Remove all values within one list from another list? [duplicate]

Solution 1:

>>> a = range(1, 10)
>>> [x for x in a if x not in [2, 3, 7]]
[1, 4, 5, 6, 8, 9]

Solution 2:

I was looking for fast way to do the subject, so I made some experiments with suggested ways. And I was surprised by results, so I want to share it with you.

Experiments were done using pythonbenchmark tool and with

a = range(1,50000) # Source list
b = range(1,15000) # Items to remove

Results:

 def comprehension(a, b):
     return [x for x in a if x not in b]

5 tries, average time 12.8 sec

def filter_function(a, b):
    return filter(lambda x: x not in b, a)

5 tries, average time 12.6 sec

def modification(a,b):
    for x in b:
        try:
            a.remove(x)
        except ValueError:
            pass
    return a

5 tries, average time 0.27 sec

def set_approach(a,b):
    return list(set(a)-set(b))

5 tries, average time 0.0057 sec

Also I made another measurement with bigger inputs size for the last two functions

a = range(1,500000)
b = range(1,100000)

And the results:

For modification (remove method) - average time is 252 seconds For set approach - average time is 0.75 seconds

So you can see that approach with sets is significantly faster than others. Yes, it doesn't keep similar items, but if you don't need it - it's for you. And there is almost no difference between list comprehension and using filter function. Using 'remove' is ~50 times faster, but it modifies source list. And the best choice is using sets - it's more than 1000 times faster than list comprehension!

Solution 3:

If you don't have repeated values, you could use set difference.

x = set(range(10))
y = x - set([2, 3, 7])
# y = set([0, 1, 4, 5, 6, 8, 9])

and then convert back to list, if needed.

Solution 4:

a = range(1,10)
itemsToRemove = set([2, 3, 7])
b = filter(lambda x: x not in itemsToRemove, a)

or

b = [x for x in a if x not in itemsToRemove]

Don't create the set inside the lambda or inside the comprehension.
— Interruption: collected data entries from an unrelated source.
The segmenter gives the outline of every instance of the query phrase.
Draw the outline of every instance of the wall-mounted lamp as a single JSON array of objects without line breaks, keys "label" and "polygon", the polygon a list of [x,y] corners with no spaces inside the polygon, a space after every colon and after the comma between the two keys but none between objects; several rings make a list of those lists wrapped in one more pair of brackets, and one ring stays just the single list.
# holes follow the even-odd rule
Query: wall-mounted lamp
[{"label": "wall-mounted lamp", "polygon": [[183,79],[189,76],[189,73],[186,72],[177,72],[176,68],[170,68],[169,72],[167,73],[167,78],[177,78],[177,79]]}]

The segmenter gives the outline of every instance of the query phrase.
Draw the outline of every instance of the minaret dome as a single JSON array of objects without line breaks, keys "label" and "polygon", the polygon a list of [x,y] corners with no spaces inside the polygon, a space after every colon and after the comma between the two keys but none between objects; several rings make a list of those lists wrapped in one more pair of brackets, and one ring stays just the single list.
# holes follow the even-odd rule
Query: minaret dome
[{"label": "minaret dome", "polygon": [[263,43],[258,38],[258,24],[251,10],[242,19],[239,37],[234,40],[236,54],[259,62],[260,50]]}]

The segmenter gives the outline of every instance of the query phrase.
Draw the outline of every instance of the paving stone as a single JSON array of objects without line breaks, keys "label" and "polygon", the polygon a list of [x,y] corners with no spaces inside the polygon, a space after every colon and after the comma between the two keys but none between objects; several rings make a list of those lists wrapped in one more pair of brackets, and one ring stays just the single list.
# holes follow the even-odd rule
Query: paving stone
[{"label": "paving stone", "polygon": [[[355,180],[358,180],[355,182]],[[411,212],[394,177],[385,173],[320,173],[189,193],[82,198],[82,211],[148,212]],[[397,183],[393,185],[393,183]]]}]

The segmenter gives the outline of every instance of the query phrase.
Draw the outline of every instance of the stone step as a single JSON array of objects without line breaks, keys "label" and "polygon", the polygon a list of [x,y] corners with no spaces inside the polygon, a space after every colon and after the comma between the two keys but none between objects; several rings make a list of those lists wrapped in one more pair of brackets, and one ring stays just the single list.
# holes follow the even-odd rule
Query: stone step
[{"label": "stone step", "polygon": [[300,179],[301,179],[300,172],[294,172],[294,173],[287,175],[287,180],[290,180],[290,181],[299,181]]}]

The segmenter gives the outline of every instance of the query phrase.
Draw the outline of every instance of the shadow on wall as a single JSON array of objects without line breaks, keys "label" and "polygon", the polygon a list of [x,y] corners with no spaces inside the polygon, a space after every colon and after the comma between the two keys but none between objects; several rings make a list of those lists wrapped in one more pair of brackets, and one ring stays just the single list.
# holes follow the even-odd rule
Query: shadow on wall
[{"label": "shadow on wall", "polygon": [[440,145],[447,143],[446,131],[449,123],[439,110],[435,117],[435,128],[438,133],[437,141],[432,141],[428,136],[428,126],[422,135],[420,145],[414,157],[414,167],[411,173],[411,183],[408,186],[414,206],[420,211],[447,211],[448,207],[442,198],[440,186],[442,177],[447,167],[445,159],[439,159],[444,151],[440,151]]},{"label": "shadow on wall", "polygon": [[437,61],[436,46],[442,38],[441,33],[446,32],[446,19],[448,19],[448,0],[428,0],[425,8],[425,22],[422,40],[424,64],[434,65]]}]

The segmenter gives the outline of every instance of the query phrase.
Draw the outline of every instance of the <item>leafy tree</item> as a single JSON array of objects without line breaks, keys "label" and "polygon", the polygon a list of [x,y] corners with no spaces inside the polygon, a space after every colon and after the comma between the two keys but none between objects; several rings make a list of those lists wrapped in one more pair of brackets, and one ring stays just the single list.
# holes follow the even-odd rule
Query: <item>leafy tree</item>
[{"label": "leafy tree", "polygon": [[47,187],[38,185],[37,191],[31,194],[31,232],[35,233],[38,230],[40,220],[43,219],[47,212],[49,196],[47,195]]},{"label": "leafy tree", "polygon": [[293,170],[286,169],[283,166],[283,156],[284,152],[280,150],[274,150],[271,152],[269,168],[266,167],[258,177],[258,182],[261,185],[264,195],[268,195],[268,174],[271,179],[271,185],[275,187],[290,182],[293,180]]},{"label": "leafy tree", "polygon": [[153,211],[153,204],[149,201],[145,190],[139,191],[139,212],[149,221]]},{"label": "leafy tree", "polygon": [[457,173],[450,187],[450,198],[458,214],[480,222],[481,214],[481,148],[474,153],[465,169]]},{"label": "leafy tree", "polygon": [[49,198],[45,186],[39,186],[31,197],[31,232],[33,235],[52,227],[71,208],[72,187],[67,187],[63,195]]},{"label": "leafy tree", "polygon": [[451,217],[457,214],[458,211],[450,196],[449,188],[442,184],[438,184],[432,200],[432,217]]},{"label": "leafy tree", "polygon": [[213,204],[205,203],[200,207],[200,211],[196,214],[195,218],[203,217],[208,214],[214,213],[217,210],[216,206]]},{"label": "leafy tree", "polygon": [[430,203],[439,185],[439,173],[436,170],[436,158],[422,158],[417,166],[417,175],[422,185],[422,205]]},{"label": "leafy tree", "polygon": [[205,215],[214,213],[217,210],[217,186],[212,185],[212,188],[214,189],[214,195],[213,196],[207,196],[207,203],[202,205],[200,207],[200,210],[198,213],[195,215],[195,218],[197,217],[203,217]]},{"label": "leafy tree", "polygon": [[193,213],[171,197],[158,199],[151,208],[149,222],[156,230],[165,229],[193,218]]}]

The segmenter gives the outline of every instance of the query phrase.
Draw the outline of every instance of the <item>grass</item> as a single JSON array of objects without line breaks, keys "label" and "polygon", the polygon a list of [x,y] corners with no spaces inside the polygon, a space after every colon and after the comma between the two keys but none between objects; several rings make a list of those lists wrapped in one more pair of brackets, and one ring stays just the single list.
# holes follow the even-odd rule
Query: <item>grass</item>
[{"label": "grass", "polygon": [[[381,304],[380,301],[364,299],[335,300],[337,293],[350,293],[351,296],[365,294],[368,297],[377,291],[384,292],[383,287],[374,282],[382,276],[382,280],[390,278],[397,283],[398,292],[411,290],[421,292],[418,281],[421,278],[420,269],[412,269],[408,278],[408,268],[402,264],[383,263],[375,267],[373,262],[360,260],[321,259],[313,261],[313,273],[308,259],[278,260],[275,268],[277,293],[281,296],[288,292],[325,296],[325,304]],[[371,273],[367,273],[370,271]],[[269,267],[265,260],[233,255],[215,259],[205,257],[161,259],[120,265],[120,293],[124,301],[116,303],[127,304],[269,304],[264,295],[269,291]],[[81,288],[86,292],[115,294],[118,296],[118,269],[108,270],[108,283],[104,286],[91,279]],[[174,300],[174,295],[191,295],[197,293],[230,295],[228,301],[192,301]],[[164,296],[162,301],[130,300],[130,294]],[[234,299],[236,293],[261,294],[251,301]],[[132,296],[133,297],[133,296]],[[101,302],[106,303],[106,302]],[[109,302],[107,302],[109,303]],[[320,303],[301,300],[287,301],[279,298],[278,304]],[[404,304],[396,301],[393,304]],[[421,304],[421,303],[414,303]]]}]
If you do, it'll be recreated on every iteration, defeating the point of using a set at all.

Solution 5:

The simplest way is

>>> a = range(1, 10)
>>> for x in [2, 3, 7]:
...  a.remove(x)
... 
>>> a
[1, 4, 5, 6, 8, 9]

One possible problem here is that each time you call remove(), all the items are shuffled down the list to fill the hole. So if a grows very large this will end up being quite slow.

This way builds a brand new list. The advantage is that we avoid all the shuffling of the first approach

>>> removeset = set([2, 3, 7])
>>> a = [x for x in a if x not in removeset]

If you want to modify a in place, just one small change is required

>>> removeset = set([2, 3, 7])
>>> a[:] = [x for x in a if x not in removeset]